No credible periodic radio technosignature above 0.146 W was detected from the interstellar object 3I/ATLAS using the FAST telescope.

A machine-rendered reading of the paper's core claim, the machinery that carries it, and where it could break.

The paper reports a search for periodically modulated radio signals from the third confirmed interstellar object, 3I/ATLAS. Using the FAST L-band multibeam receiver, the authors apply canonical polyadic decomposition to the multibeam dynamic spectra to identify candidates and distinguish them from interference. No such artificial signals were found above a power threshold of 0.146 watts. This work extends technosignature searches to include periodic modulation and demonstrates the utility of the decomposition method for multibeam data.

Core claim

The search finds no credible artificial periodic radio technosignature above 0.146 W from the direction of 3I/ATLAS. The application of canonical polyadic decomposition to factorize the multibeam data tensor into time, frequency, and beam components allows selection of candidates via periodogram and autocorrelation, but none prove artificial.

What carries the argument

Canonical polyadic decomposition (CPD) applied to the multibeam dynamic spectra, which factorizes the data tensor into separable components with time, frequency, and beam signatures to separate potential signals from RFI.

If this is right

  • Sets an upper limit on the power of any periodic radio technosignatures from 3I/ATLAS.
  • Expands the types of signals considered in technosignature searches for this object.
  • Shows that CPD can be used effectively for multibeam periodic technosignature searches.

Where Pith is reading between the lines

These are editorial extensions of the paper, not claims the author makes directly.

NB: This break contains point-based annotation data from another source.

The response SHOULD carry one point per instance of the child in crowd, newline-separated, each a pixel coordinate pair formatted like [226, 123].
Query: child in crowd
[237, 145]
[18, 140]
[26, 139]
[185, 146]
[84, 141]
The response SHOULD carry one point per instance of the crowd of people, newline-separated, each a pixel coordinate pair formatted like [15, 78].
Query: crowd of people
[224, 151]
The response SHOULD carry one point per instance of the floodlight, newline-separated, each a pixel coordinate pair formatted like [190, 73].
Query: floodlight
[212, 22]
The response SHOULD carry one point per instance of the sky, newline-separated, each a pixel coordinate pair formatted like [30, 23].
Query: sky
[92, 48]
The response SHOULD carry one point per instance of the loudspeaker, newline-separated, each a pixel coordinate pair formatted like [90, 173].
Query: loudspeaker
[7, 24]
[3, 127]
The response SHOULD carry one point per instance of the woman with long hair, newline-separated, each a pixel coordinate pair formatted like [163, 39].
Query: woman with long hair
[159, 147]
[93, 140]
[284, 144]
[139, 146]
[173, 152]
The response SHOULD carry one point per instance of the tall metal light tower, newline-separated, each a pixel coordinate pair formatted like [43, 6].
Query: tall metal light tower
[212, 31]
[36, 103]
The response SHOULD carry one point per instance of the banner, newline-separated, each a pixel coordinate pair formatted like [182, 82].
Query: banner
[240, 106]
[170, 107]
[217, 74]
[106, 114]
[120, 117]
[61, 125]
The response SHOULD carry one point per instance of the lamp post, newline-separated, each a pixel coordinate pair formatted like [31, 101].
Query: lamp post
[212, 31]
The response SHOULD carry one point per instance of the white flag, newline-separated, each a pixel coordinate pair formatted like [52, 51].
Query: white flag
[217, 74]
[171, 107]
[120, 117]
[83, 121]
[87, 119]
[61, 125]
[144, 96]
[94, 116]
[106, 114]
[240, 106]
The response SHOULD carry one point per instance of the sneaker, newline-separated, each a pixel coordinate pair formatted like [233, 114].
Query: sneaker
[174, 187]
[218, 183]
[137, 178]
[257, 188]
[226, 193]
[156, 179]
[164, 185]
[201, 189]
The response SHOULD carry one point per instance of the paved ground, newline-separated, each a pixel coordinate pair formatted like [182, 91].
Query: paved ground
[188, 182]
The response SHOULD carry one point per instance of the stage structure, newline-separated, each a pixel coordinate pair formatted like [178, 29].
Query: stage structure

  • This method could be applied to searches for other interstellar objects or exoplanets.
  • If periodic signals are common in artificial transmissions, future searches should prioritize this approach.
  • The non-detection constrains models of potential extraterrestrial technology on interstellar objects.

Load-bearing premise

Any artificial technosignature from 3I/ATLAS would be periodic, sufficiently strong above 0.146 W, and distinguishable from radio-frequency interference using the CPD factor signatures.

What would settle it

Detection of a periodic signal with beam signature matching the center beam and power above 0.146 W that cannot be explained by natural sources or RFI would falsify the non-detection claim.

Figures

Figures reproduced from arXiv: 2607.01666 by Jian-Kang Li, Men-Quan Liu, Tong-Jie Zhang, Zhen-Zhao Tao.

Figure 1
Figure 1. Figure 1: Simulated injection and CPD recovery of a center-dominant periodic signal. (a) Raw synthetic multibeam dynamic spectra before CPD. A periodic signal with period P = 32 s, duty cycle δ = 0.12 and peak amplitude A = 8σnoise is injected into six narrow frequency channels in the central beam only. (b) CPD-based diagnostics for the corresponding center-dominant component. Top row: the dynamic spectra for the fo… view at source ↗
Figure 2
Figure 2. Figure 2: Candidate component r55 with period of P0 = 18.87 s in 1050–1140 MHz (a) and r952 with period of P0 = 16.58 s 1300–1450 MHz (b) in our search. The layout of the two panels are the same as [PITH_FULL_IMAGE:figures/full_fig_p007_2.png] view at source ↗
Figure 3
Figure 3. Figure 3: Distribution of components for Stokes IQUV polarization channels in our observation. The central beam dominant components are denoted in blue triangle, and the three potential candidates are highlighted in red star. calculated by (V. Morello et al. 2020) Smin ≈ (SNR)min SEFD p npol ∆νch Tobs r δ 1 − δ , (11) where (SNR)min = 10 is the signal-to-noise ratio threshold, ∆νch ∼ 0.122 MHz is the frequency chann… view at source ↗
read the original abstract

3I/ATLAS, the third confirmed interstellar object discovered in the Solar System, provides a unique opportunity for targeted technosignature searches. We report a periodic radio technosignature search toward 3I/ATLAS using the Five-hundred-meter Aperture Spherical Telescope (FAST) L-band multibeam receiver. To search for periodically modulated signals and distinguish center-beam-dominated candidates from multibeam radio-frequency interference, we apply canonical polyadic decomposition (CPD) to the multibeam dynamic spectra. CPD factorizes the multibeam data tensor into a set of separable components, with associated time, frequency, and beam signatures. Candidate components are then selected through periodogram and autocorrelation diagnostics. We find no credible artificial periodic radio technosignature above 0.146 W is detected from the direction of 3I/ATLAS. This search expands the range of signal types explored for this target by including periodic modulated signal, and illustrates that CPD is a promising framework for multibeam periodic technosignature searches.

Editorial analysis

A structured set of objections, weighed in public.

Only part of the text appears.